Dört Öğe, sa.23, ss.117-133, 2023 (Hakemli Dergi)
Süreç felsefesi yirmi birinci yüzyılda ortaya çıkan sarsıcı bilimsel gelişmelerin metafiziksel bir çerçeveyle uyumlu bir şekilde bütünlüklü bir evren görüşüne entegre edilebileceğini gösterme girişimidir. Tanrı bu evren görüşünün ayrılmaz bir parçası olarak karşımıza çıkarken süreç yaklaşımının Tanrı kavramına adamakıllı uygulanması teolojik açıdan hayli ilginç sonuçlar doğurur. Bu sonuçların en önemlilerinden biri süreç teolojisinin klasik teizmin başına bela olan kötülük probleminden kurtulmanın bir yolunu sunabilmesidir. Kötülük özgür varlıkların çıkarlarının birbiriyle çatışmasından doğan ve taraflar için olumsuz olabilen durumlara verdiğimiz addır ve Tanrı’nın gücü kötülüğü engelleyebilecek türde müdahale edici bir güç değildir. Bu görüşle ilgili problem süreç felsefesinde özgür seçimin karar verici bir bilişsel mekanizmaya sahip insan (ve bazı gelişmiş hayvanlar) dışındaki diğer varlıklara genişletilebileceği iddiasının gerekçelendirilmesine ihtiyaç duyulmamasıdır. Başka bir deyişle, problemin çözümü sağduyuya aykırı görünen bazı varsayımlara dayanmaktadır. Ancak bu durumun çözümün basitliğini önemsizleştiren bir zafiyet olarak değil de (her felsefi teorinin dayandığı bazı varsayımlar vardır) ileri kavramsal araştırmalar için bir teşvik olarak düşünülmesi daha yerinde olabilir.
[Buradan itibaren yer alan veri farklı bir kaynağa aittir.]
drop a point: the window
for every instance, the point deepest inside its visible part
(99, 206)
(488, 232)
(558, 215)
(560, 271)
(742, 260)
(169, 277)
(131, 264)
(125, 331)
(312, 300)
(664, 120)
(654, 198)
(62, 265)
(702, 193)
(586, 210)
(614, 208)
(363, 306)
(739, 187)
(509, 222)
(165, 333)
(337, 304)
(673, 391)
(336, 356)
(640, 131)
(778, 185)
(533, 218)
Process philosophy is an attempt to show that the staggering scientific developments that have emerged in the twenty-first century can be integrated into a coherent view of the universe in harmony with a metaphysical framework. While God appears as an integral part of this view of the universe, the thorough application of the process approach to the concept of God yields quite interesting theological implications. One of the most important of these results is that process theology can offer a way out of the problem of evil that plagues classical theism. Evil is the name we give to situations that arise from the conflict of the interests of free beings and can be negative for the parties, and the power of God is not the kind of intrusive force that can prevent evil. The problem with this view is that process philosophy does not provide justification for the claim that free choice can be extended to beings other than humans (and some advanced animals) with a decision-making cognitive mechanism. In other words, the solution to the problem is based on some assumptions that seem counterintuitive. However, it may be more appropriate to consider this situation not as a weakness that trivializes the simplicity of the solution (every philosophical theory has some assumptions on which it is based) but as an incentive for further conceptual research.